Hi,
I have a large 1D array a containing float/integer values. I have another array b containing some indices of array a. I want to find the maximum values in array a for each array slice defined by array b. How can i do that in numba cuda.
For example,
a=[1,2,1,2,3,4,1,2,3,4,5,1,2,3]
b=[0,2,6,11]
this is a segmented reduction. As usual you may wish to consider a library implementation. If you wish to “roll your own” here is an example. That example is not “black-box ready to go” for your use case, but it generally depicts one possible method. In that example, the block sizes are fixed. In your example, the block sizes (the length of each segment) varies. So to adapt to your case, each block would load its starting point and ending point from your b array, rather than doing a fixed calculation for that. Also, that example intends to do a transform on each element first. Your example doesn’t need that.
The block-per-segment approach is reasonably flexible (when using a block-stride loop, as indicated there), but probably suffers a bit of efficiency when the block/segment sizes are extremely small, or the blocks/segments are extremely large and/or few in number. Again, a library approach is probably a good choice, otherwise the best “roll your own” algorithm may depend on specifics like the number of elements in your b array and the distance between each.

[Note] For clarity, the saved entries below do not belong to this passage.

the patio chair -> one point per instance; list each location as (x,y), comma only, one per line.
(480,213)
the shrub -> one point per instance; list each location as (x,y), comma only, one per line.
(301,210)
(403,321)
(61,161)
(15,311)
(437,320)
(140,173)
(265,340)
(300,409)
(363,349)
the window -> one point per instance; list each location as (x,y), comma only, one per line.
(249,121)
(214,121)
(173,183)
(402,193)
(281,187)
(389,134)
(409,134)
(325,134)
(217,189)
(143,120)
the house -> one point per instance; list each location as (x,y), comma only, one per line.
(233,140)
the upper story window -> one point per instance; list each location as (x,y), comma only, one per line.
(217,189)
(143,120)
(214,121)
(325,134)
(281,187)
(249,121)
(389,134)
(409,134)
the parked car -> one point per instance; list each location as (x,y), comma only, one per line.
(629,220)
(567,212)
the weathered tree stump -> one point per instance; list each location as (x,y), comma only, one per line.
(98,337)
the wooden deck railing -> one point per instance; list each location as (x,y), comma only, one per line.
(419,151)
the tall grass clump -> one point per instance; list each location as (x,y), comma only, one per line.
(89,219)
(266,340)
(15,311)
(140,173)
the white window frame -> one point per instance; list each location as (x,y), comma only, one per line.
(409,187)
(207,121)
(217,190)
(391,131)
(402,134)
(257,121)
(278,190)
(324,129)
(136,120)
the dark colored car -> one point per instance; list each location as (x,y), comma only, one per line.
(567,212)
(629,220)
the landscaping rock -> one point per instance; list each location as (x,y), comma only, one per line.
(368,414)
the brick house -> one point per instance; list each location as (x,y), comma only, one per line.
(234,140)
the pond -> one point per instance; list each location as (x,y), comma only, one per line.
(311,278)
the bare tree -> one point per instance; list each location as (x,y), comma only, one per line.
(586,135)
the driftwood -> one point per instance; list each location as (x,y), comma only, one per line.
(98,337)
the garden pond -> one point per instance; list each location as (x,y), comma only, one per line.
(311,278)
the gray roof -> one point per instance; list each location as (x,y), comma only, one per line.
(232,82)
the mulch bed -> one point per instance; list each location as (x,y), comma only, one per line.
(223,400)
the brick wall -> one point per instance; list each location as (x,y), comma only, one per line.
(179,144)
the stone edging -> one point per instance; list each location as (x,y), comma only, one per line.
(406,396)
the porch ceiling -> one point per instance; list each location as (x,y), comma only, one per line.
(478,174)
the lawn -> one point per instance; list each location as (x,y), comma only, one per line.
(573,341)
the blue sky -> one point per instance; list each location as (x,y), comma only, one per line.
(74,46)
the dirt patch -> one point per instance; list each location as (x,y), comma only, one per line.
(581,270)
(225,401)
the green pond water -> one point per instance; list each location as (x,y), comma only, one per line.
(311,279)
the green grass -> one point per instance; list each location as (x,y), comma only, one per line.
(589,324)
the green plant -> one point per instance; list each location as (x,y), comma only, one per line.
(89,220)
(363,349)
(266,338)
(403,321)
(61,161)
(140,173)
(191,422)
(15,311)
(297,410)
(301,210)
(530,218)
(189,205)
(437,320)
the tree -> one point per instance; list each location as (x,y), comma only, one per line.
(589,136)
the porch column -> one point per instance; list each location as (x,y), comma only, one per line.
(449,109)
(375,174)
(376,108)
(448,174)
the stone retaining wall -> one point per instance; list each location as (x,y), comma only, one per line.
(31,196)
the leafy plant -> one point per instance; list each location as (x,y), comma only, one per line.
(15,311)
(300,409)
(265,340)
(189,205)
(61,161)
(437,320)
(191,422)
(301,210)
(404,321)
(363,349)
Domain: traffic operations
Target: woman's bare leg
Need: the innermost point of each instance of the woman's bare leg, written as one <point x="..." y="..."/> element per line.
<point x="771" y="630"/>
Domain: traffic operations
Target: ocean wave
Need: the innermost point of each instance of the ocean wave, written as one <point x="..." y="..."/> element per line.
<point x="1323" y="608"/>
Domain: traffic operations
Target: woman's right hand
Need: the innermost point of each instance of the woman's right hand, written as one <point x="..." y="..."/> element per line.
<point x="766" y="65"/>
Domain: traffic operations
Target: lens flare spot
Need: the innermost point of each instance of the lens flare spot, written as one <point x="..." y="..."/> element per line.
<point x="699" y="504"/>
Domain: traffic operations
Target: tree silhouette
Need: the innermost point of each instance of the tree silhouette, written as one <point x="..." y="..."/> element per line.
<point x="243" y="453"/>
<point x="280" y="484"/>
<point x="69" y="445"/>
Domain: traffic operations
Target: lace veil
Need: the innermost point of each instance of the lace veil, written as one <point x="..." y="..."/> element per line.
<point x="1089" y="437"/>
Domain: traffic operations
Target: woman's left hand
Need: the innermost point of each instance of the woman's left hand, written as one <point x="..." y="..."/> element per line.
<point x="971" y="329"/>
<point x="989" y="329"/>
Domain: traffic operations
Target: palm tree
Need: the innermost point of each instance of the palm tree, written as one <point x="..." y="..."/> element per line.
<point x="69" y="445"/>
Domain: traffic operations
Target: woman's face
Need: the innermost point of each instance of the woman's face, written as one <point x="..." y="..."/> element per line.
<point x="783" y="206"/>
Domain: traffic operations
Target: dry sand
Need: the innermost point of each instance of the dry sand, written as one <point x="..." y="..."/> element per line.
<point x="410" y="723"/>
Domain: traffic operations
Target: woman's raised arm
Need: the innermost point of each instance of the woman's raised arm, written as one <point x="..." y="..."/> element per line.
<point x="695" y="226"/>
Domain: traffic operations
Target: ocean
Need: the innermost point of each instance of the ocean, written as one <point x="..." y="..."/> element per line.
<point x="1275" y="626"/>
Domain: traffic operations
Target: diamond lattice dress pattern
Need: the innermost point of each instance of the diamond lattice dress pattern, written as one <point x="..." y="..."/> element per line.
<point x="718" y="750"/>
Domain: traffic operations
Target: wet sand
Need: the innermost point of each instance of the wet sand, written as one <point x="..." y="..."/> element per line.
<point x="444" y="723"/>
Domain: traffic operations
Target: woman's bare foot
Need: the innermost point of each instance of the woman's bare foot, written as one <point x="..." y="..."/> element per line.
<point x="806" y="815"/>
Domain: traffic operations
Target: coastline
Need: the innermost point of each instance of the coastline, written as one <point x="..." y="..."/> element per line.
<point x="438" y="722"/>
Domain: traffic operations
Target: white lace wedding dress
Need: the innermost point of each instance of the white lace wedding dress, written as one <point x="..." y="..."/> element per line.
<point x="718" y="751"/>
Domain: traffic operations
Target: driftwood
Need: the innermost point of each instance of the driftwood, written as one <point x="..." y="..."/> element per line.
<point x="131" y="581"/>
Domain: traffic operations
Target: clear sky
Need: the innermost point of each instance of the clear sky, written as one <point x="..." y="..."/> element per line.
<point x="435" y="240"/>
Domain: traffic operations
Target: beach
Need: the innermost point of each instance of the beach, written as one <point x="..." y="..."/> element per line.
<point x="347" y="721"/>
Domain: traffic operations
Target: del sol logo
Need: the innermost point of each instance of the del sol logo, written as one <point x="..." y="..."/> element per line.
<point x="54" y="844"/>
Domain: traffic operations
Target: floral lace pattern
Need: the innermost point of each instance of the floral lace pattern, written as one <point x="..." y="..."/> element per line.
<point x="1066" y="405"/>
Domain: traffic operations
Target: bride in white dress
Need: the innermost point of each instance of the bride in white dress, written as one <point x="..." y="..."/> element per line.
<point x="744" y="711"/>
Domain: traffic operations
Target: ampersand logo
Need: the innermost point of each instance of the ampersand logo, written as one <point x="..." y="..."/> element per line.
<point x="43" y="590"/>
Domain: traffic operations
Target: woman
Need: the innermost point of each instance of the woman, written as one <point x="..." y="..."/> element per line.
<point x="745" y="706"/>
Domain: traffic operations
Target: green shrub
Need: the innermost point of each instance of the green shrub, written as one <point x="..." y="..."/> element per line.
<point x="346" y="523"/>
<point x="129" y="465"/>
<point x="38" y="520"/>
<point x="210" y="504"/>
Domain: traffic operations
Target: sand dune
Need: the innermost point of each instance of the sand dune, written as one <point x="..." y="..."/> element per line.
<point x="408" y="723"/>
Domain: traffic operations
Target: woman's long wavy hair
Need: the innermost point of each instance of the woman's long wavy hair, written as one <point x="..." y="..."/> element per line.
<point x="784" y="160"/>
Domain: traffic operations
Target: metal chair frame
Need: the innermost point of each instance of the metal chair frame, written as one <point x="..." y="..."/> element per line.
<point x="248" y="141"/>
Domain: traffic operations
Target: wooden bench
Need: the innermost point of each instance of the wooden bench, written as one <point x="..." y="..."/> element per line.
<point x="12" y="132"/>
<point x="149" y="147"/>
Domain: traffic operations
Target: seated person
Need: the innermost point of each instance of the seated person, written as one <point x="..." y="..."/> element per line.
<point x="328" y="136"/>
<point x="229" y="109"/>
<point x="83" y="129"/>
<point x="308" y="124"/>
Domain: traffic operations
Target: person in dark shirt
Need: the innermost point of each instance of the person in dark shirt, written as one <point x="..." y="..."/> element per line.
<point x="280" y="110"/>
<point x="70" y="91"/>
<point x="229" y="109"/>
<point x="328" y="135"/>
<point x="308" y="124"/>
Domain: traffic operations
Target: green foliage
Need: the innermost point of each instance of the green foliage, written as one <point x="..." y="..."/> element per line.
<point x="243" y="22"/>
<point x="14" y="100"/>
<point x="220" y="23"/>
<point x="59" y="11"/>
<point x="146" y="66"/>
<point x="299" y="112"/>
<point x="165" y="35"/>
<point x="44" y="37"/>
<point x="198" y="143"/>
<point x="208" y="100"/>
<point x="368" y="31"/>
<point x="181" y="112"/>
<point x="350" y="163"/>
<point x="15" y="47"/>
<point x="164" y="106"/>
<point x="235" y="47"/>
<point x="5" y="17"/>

No, the example won’t work for your case without modification. That’s why I said:
A library example would be thrust reduce_by_key and yes it will work for varying segment lengths, but it expects C++, and it would probably still require some “manipulation” of your b array in order to generate a proper key array. I don’t generally have immediate library recommendations for numba cuda, but you can use CUDA python to interface. No I don’t have a recipe for you.